The city’s smokers emitted a collective phlegmy cough of disgust last spring, when Mayor Gavin Newsom proposed and city leaders approved a 20-cent per-pack tax on cigarettes. Cigarette butts comprise an inordinate chunk of the detritus de-beautifying our pristine streets; hence the tax would pay for the time workers spend picking up said butts.
But this is the City That Knows How… to lose money when it taxes cigarettes. The city budgeted $4.5 million in revenues from the tax, but have collected only $300,000 thus far, while meanwhile paying workers and spending as if it would have $4.5 million. In a best case scenario, the city thinks it will collect about 25 percent of the taxes it expected to collect, according to a controller’s report.
Meaning? The city will have to use $3.4 million from its general fund — money that’s needed to pay for police, firefighter and recreation director salaries — to cover the difference in the cigarette abatement fund. That $3.4 million will be spread among six departments.
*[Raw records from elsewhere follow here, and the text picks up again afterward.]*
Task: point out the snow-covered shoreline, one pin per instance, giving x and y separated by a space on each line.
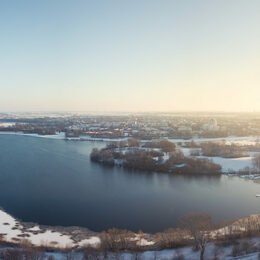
15 231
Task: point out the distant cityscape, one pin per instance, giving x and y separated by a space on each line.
140 126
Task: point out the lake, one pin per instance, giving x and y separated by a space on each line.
53 182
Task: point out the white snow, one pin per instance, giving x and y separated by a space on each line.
92 241
11 229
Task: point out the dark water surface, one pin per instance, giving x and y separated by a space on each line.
53 182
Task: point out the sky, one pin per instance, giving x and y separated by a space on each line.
131 55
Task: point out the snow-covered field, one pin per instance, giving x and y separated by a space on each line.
14 231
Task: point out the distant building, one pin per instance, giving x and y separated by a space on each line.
211 126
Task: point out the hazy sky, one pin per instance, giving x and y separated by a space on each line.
130 55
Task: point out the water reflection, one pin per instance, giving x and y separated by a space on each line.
53 182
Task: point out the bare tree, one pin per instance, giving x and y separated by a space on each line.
256 162
199 227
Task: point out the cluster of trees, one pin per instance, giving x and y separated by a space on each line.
165 145
223 150
103 156
152 160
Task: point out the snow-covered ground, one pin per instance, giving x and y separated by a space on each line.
243 140
14 231
4 124
60 135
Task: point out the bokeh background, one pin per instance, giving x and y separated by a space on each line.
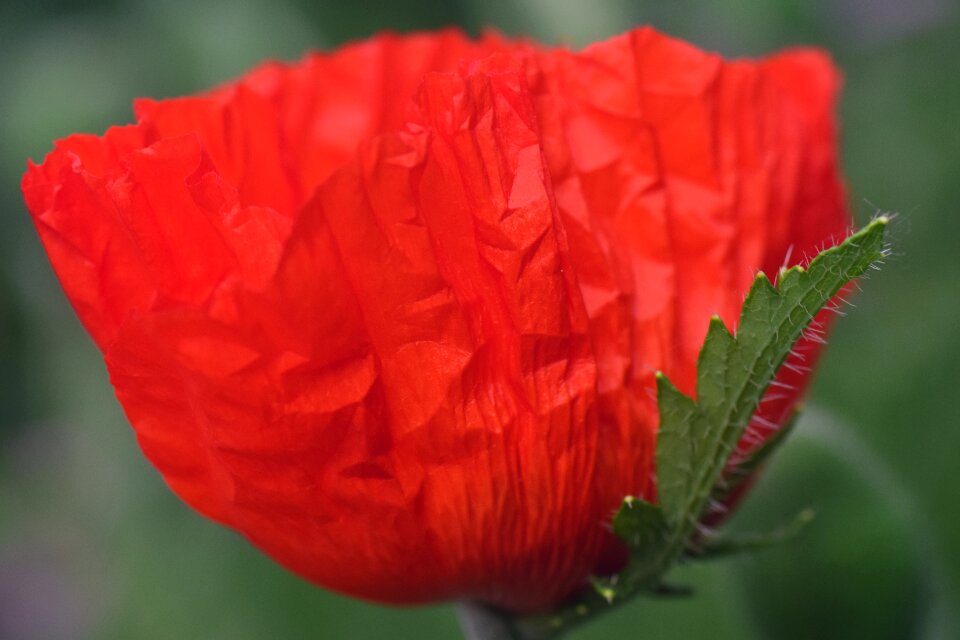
93 545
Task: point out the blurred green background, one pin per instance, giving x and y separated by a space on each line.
92 545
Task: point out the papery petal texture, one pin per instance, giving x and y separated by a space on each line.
394 312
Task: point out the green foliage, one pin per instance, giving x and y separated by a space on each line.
696 436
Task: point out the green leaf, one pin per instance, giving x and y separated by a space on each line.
723 546
696 437
735 475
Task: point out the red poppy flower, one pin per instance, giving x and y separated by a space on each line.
394 312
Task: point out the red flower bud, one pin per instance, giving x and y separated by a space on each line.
394 312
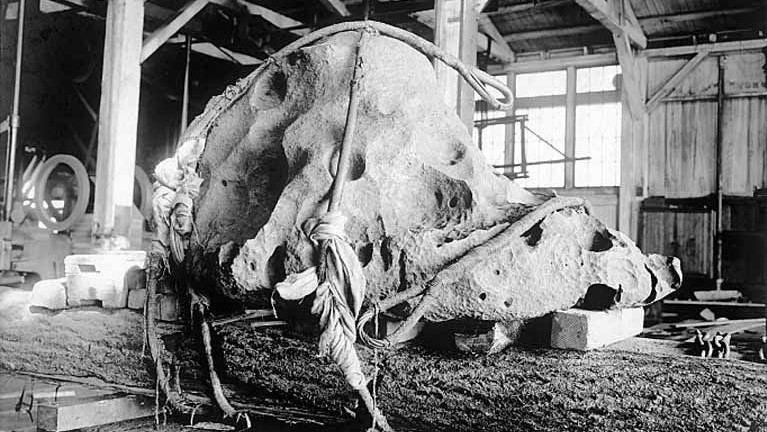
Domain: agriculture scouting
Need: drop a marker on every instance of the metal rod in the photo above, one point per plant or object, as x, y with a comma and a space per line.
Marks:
522, 146
185, 98
13, 136
719, 138
551, 161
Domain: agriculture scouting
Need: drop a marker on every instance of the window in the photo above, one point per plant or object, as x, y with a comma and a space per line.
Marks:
597, 126
542, 107
491, 138
544, 141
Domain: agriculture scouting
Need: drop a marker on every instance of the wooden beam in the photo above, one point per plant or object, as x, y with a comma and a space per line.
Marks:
497, 50
713, 48
552, 32
90, 412
615, 16
503, 50
588, 60
171, 27
118, 118
693, 16
336, 6
669, 86
275, 18
533, 6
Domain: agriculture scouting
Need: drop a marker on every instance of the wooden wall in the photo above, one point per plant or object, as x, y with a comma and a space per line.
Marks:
682, 131
680, 155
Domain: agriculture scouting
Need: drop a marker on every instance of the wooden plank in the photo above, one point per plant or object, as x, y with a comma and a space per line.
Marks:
89, 412
171, 27
612, 15
675, 80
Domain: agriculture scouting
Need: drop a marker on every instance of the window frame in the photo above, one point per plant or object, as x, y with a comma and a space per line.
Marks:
570, 100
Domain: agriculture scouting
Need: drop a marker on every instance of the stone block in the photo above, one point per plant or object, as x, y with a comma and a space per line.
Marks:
49, 294
584, 330
136, 299
104, 277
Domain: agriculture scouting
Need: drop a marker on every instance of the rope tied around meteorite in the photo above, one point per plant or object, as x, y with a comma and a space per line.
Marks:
339, 285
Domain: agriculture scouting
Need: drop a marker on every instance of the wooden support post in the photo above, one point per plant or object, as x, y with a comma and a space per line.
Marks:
118, 117
508, 154
631, 90
570, 127
633, 150
673, 82
455, 31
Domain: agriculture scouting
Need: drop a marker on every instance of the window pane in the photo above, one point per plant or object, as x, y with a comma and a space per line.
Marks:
549, 124
491, 140
598, 135
596, 79
542, 84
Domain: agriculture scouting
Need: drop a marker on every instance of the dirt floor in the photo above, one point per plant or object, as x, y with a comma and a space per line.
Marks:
637, 385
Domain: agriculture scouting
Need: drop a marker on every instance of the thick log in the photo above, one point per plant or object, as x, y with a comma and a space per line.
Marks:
276, 372
521, 389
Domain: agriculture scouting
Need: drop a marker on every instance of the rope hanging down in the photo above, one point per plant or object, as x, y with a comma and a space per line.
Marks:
338, 280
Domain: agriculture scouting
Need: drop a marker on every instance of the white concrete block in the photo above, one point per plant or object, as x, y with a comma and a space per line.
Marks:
49, 294
101, 277
136, 299
585, 330
169, 307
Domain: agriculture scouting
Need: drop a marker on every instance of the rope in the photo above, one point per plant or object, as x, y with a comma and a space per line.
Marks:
338, 297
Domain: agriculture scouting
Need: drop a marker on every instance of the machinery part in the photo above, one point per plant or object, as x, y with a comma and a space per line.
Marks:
145, 188
83, 193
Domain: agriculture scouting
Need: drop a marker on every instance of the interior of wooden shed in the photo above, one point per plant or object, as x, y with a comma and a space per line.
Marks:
653, 111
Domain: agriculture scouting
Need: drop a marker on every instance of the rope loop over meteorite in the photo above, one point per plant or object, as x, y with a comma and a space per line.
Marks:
337, 279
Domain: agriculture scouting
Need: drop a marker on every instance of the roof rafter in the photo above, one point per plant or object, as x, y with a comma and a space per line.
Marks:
618, 17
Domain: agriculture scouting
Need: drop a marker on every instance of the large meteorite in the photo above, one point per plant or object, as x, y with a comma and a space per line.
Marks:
434, 229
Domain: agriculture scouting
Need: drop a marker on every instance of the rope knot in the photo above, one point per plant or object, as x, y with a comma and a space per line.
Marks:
329, 227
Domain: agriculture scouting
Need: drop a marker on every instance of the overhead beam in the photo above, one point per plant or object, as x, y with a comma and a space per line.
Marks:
336, 6
502, 48
275, 18
530, 6
497, 50
669, 86
712, 48
528, 66
693, 16
552, 32
616, 16
171, 27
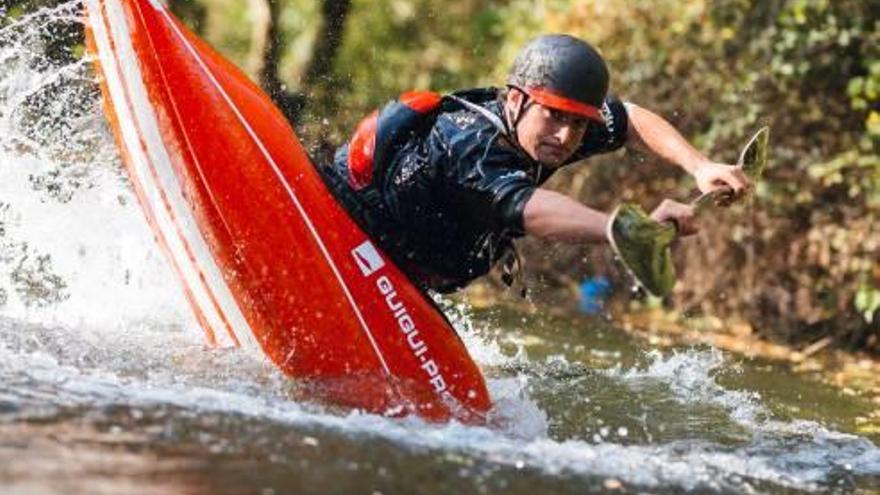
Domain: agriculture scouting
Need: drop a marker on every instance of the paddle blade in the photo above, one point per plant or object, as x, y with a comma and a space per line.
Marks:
753, 158
642, 245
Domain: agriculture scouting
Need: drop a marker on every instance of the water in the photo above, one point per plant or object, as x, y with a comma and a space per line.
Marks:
106, 386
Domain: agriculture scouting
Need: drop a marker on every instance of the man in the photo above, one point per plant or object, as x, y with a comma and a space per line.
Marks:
445, 184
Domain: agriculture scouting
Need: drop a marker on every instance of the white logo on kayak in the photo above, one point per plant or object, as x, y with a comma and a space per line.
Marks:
368, 258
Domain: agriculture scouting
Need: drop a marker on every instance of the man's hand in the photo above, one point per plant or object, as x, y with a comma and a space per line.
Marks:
712, 176
679, 213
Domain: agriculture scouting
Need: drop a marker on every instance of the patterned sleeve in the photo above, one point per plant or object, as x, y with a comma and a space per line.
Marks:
483, 182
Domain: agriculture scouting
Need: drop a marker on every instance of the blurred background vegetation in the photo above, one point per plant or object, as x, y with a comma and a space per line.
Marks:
800, 263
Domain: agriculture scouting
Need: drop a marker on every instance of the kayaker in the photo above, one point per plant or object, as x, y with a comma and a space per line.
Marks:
445, 184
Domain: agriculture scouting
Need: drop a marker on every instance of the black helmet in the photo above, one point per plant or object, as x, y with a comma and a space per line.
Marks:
562, 72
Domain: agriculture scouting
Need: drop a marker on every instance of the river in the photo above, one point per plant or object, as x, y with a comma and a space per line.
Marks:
106, 385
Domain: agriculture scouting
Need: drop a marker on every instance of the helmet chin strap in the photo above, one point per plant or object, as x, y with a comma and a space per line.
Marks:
514, 118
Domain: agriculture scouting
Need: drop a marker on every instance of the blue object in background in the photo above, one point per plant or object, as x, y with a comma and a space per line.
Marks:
594, 291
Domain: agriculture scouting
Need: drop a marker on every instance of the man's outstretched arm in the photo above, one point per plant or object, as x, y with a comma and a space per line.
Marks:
557, 217
654, 134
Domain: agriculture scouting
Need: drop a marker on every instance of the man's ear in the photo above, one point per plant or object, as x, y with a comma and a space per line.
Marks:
514, 104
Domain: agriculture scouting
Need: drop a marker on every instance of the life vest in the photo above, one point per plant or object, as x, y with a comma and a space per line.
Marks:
383, 131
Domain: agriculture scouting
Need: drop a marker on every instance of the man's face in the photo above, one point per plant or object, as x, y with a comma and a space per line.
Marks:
548, 135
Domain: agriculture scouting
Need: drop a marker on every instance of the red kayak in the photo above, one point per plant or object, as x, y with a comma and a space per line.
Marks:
265, 255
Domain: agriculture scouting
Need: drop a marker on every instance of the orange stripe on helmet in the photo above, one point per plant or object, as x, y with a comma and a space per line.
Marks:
548, 98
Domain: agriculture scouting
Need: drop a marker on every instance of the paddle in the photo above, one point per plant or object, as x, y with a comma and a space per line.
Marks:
643, 245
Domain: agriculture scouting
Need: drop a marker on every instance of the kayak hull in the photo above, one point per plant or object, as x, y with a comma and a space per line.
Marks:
265, 255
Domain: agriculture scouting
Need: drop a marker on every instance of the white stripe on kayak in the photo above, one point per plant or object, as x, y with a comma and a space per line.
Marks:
196, 251
287, 187
165, 201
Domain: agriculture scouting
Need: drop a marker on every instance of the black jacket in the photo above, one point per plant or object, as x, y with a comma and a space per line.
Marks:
446, 201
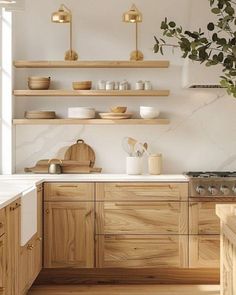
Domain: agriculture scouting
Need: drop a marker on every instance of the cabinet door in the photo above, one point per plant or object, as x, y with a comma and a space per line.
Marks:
2, 262
142, 251
13, 247
204, 251
69, 234
141, 217
203, 219
142, 192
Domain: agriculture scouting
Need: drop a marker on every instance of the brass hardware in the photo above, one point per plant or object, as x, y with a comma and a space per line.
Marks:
30, 247
134, 16
64, 16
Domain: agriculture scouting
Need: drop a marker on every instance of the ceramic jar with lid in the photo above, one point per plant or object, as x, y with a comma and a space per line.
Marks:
155, 164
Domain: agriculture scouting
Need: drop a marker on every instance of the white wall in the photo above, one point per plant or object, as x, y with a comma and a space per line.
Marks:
201, 135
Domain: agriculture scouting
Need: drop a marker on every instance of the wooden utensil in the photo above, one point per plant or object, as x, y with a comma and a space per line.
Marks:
80, 152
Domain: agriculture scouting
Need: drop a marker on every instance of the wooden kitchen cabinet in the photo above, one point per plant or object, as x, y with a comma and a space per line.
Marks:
141, 225
31, 253
13, 247
204, 251
142, 251
69, 234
“I guess the city hasn’t collected as much as it expected,” said Supervisor John Avalos, chairman of the Budget & Finance committee.
Yes folks — the city has lost money on the cigarette tax.
The Treasurer/Tax Collector says it has only collected taxes from about 35 percent of city merchants, according to the report, meaning the outlook could become rosier by the end of the fiscal year in June.
A claim in San Francisco Superior Court contesting the fee — a precursor to a lawsuit — was also filed in January.